Gregory Spatz (born 1964) is an American author and musician based in the state of Washington. He is most known for writing the novel Inukshuk and for Half as Happy, a collection of short stories. He is a teacher at Eastern Washington University and tours with John Reischman and The Jaybirds, a bluegrass band.

Spatz has published short stories in the New England Review, Glimmer Train, Epoch, The Kenyon Review, The New Yorker and in other literary journals. In 2003, Spatz won the Washington State Book Award for Wonderful Tricks and he was the recipient of the 2012 NEA Literature Fellowship. He has also won numerous grants from the Washington State Artist Trust.

== Early life and education ==
Spatz was born in New York City and spent his youth in New England, mostly in the Berkshires. His grandparents owned a farm close to Connecticut and had a subscription at Tanglewood, the Boston Symphony Orchestra's summer headquarters. They took him there often, and one day Spatz asked for violin lessons. He started playing violin at the age of five.

He completed his BA at Haverford College in 1986 and an MA at the University of New Hampshire in 1990. In 1994, an MFA followed from the University of Iowa, Iowa Writers' Workshop.

== Career ==
During his 20s and 30s, Spatz supported himself financially by playing music and touring. He plays the violin with John Reischman and The Jaybirds and bouzouki with Mighty Squirrel, an eclectic, acoustic quartet. After completing his MA from the University of New Hampshire in 1990, he taught in the Upward Bound program for some time and also edited a few manuscripts.

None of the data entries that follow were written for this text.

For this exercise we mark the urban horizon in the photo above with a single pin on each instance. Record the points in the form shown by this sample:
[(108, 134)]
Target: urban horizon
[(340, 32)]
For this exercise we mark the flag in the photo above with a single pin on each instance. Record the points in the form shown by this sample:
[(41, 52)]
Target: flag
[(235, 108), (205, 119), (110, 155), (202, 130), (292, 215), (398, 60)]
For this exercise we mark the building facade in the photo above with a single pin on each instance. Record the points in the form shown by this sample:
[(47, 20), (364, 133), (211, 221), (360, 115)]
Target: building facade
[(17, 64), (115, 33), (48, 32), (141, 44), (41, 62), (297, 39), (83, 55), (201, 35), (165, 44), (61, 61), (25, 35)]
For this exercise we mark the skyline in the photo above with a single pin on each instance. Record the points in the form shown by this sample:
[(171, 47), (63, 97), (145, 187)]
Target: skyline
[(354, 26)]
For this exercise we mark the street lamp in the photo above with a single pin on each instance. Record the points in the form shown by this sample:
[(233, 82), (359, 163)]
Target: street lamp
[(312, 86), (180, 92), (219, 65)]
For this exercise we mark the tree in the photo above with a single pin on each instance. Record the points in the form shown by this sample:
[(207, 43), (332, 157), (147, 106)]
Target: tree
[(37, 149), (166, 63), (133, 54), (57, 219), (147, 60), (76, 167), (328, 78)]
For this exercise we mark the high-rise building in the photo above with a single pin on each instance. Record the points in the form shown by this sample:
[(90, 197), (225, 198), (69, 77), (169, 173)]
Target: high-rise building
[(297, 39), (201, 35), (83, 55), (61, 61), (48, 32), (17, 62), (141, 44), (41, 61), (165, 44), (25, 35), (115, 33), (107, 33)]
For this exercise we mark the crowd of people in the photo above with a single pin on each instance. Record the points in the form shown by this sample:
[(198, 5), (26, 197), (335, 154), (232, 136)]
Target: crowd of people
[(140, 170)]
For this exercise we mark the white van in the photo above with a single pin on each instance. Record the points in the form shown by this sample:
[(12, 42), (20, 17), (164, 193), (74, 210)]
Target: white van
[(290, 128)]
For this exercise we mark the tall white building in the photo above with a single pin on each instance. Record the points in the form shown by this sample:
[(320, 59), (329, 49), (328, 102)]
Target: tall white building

During that time, he also started writing short stories, some of which were later included in Wonderful Tricks.

Spatz is a director of the MFA program at the Inland Northwest Center for Writers at Eastern Washington University. He teaches regularly at the Olympic Valley Community of Writers.

He has published three novels, two short story collections and many short stories. His stories have been published in the New England Review, Glimmer Train Stories, Epoch, The Kenyon Review, Santa Monica Review, and The New Yorker. He also writes about folk, bluegrass and acoustic music. In 2003, he won the Washington State Book Award for Wonderful Tricks. He is a finalist for the 2014 Washington State Book Award in the fiction category for Half as Happy.

=== No One But Us ===
Spatz published his first novel No One But Us in 1995. It is story of a teenager who is abandoned by his father at a young age. It was positively reviewed, with Kirkus Reviews writing that it was "an amiable first novel that manages to breathe new life into the most standard coming-of-age plot," and Publishers Weekly called it a "promising debut novel." The Los Angeles Times called it "an American road novel in its purest form."

=== Wonderful Tricks ===
Wonderful Tricks is the first collection of short stories written by Spatz. It was published in 2002 and contains ten stories that continue the themes of his first novel, No One But Us. Kirkus Reviews called the collection a "delightful downbeat debut collection." It was also the winner of Mid-List's First Series Award for short fiction. The New York Times wrote that the collection Wonderful Tricks shows "tender portraits of people caught in difficult, in-between moments ripe with choice, vignettes that can spark a recollection of the heartbreaking struggles of youth."

=== Fiddler's Dream ===
Fiddler's Dream was published in 2006. The novel tells the story of a Vermont fiddler who dreams of becoming a part of Bill Monroe's band. The book was reviewed positively. The Seattle Times wrote that "the novel is not just a coming-of-age story but a poetic insight into the world of the musician" and Alan Cheuse said that "When a gifted writer finds the language to combine a love of music and a knowledge of music, something just clicks."

=== Inukshuk ===
Inukshuk is a 2012 novel that tells the story of a father and his teenage son who gets lost in his historical obsession with the Victorian-era Arctic expedition of John Franklin. Franklin, the inspiration for the novel, was a distant relative of Spatz. Spatz worked on Inukshuk for about five years.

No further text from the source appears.